Alzó la fotografía hacia la luz fluorescente y, luego, me la alcanzó.
—Salió bien, y el señor y su mujer forman una pareja atractiva.
—Muchas gracias —dijo Alex, con tono sardónico.
—Le estaba haciendo un cumplido, compañero.
—Seguro.
Tomé la fotografía de manos de Fargo y arrastré a Alex fuera de la habitación antes de que se tornara demasiado pequeña para él. Un dolor sombrío le inundaba, y podía transformarse en rabia. No era sólo pena por su mujer de un día, sino también conmiseración por sí mismo.
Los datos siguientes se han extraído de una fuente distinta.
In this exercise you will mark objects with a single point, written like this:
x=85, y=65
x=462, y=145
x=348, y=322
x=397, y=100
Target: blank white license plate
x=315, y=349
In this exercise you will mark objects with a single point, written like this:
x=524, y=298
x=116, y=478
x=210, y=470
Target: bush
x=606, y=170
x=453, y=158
Daba la impresión de no saber si era un hombre o no.
No era lógico que yo le recriminara por tales sentimientos, pero no convenían a la clase de trabajo que estaba tratando de hacer. Cuando encontramos al Wine Cellar, situado en un motel sin pretensiones, le dejé en su pequeño automóvil deportivo.
En el interior del establecimiento hacía un fresco agradable. Yo era el único cliente en potencia y el hombre que se hallaba detrás del mostrador se acercó para saludarme.
—¿En qué puedo servirle, señor?
Llevaba un chaleco a cuadros y tenía la voz ligeramente confusa, los ojos húmedos y la cara abotargada, propios de un hombre que bebe noche y día.
—Me gustaría ver a Chuck Begley.
Me lanzó una mirada saturada de un dolor vago y su voz adquirió un matiz de queja sorda.
—Me vi obligado a despedir a Chuck. Le enviaba para hacer una entrega y, a veces, llegaba cuando se suponía que debía hacerlo, pero otras no.
—¿Cuánto tiempo hace que le despidió?
—Un par de semanas. Trabajó para mí otro tanto. No está hecho para este tipo de trabajos. Más de una vez le dije que eran algo más allá de sus posibilidades. Chuck Begley sería un hombre listo siempre que se enderezara. Usted lo sabe.
—No lo sé.
—Creí que era amigo suyo.
Le mostré mi credencial. Arrojó sobre mi cara una vaharada de menta.
—¿Begley anda huyendo?
—Podría ser. ¿Por qué?
—Cuando apareció por aquí, me pregunté por qué un hombre como él estaría dispuesto a aceptar un trabajo de recadero de media jornada. ¿Por qué le buscan?
—Lo ignoro. ¿Quiere darme su dirección?
—Puedo hacerlo.
Se frotó la nariz venosa, mientras me observaba por encima de sus dedos.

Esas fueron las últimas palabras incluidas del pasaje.